Researchers show how AI agents can learn from each other across generations, outperforming solo learners.
Researchers from the University of Oxford and Google DeepMind have examined how cultural accumulation - the buildup of knowledge and skills over generations - can be achieved in reinforcement learning (RL) agents. Cultural accumulation is considered key to humanity's success.
In the study, the team introduces two corresponding RL models: the "In-Context" model, where accumulation occurs through rapid adaptation to new environments, and the "In-Weights" model, where accumulation happens through slower updating of network weights during training.
The "In-Context" model accumulates knowledge over multiple generations by learning from other agents in individual episodes. But it also improves its behavior through independent learning to provide more useful demonstrations to the next generation.
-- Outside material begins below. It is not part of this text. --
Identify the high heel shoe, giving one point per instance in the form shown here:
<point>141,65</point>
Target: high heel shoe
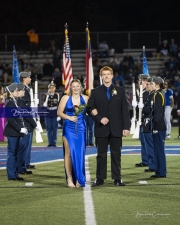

In the "In-Weights" model, an agent's lifespan is equivalent to a full training cycle and the network parameters are equivalent to skills. Here, accumulation occurs more slowly over successive generations of agents, each trained from scratch but benefiting from the observations of the previous generation.
"Generational Intelligence" outperforms solo agents
To test their models, the researchers had artificial agents solve complex tasks in simulated environments. For example, in the "Traveling Salesman Problem (TSP)" environment, they had to find the shortest route between multiple cities.
The agents could only perceive a small portion of their environment at a time. However, each new generation could observe and learn from the previous generation solving the task. In all cases, the accumulating agents outperformed agents that only learned for a lifetime given the same experience budget.
7/ Cultural accumulation even improves routes traveled in a partially observable Travelling Salesperson Problem, cutting down distances across generations entirely via in-context learning! pic.twitter.com/x776k0Cw62
- Jonny Cook (@JonnyCoook) June 6, 2024
For in-context learning, it was found that teachers that were too reliable or too unreliable in the training phase can hinder accumulation. Therefore, a balance must be found between social learning and independent discovery. In-weight learning, on the other hand, helped avoid biases from learning too early.
The study authors see their results as the basis for an endless, population-based cycle of self-improvement for AI agents. At the same time, the models could also provide new tools to study cultural accumulation in humans.
Future work should address, among other things, learned curricula for guiding social learning and cultural transmission in competitive or cooperative multi-agent scenarios. However, they point out that powerful, self-improving AI systems also pose risks.